South San Francisco Bay Area (Zone 9b)
"The mountains are calling..."
Region: California Daylilies Irises Vegetable Grower Moon Gardener Dog Lover
Bookworm Garden Photography Birds Pollen collector Garden Procrastinator Celebrating Gardening: 2015
The edge is photosensitive. I have mine planted so that it will get some morning shade from a Japanese maple tree, once it matures. (This is the third such tree we've had in the same spot now, the original much larger tree (which did shade the clump), and a successor, having died - probably due to inadvertent over-watering.) When I picked the last two blooms late yesterday morning, one still had a hint of an edge, the other did not.

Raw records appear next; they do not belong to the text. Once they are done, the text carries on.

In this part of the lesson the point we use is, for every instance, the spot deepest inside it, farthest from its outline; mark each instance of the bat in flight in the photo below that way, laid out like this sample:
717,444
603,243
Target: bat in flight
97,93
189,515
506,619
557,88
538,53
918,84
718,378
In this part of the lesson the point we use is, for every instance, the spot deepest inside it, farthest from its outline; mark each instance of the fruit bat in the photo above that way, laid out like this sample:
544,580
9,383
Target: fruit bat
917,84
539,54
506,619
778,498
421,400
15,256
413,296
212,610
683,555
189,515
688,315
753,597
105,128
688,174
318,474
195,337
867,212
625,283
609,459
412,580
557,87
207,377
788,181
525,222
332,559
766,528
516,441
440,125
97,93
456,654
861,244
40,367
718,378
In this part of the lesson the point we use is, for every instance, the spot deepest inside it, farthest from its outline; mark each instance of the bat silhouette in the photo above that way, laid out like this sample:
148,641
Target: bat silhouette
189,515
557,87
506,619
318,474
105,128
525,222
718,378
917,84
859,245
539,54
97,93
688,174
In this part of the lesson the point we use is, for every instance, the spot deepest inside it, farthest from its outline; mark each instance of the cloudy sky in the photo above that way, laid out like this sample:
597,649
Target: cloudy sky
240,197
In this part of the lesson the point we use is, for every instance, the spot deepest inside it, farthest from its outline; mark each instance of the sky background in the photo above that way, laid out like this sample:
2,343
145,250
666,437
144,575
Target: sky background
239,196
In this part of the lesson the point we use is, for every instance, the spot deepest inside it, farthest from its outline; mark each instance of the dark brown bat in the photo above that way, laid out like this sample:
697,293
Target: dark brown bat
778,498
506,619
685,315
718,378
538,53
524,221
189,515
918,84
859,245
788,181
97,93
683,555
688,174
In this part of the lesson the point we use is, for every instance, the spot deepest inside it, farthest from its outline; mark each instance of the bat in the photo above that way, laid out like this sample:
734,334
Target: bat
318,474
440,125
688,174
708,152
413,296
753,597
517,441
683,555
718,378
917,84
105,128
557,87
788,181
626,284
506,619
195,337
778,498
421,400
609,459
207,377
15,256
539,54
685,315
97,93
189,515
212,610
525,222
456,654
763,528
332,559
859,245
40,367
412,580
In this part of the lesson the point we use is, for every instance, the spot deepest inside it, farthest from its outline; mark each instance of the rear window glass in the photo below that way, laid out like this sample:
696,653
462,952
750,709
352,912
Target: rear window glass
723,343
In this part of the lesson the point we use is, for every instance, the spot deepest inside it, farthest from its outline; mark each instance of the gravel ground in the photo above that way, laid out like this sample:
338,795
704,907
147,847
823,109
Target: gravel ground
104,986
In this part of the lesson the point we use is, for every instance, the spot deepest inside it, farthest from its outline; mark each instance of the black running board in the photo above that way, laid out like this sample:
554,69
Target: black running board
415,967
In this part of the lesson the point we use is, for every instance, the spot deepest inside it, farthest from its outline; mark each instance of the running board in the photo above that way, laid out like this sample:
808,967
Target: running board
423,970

My big problem with this plant (apart from the disappearing edges) is that there are almost always one or two tepals that are cupped, and have to be prodded back into place. A lesser problem is that the blooms don't always open as well as I like, and here they don't reach 6", but that could be a combined result of drought (we are on watering restrictions) and overcrowding in the humongous clump (well, 3 clumps jammed together, since Warp helpfully divided the original one).

The one big boon of this plant is that it is rust resistant.

Right now, I am actually weighing whether to keep the plant (I am tired of poking and prodding the blooms every morning, and I want larger flowers) or to pitch it (but it's such a large clump! and it's rust resistant! and you know you'll regret it!).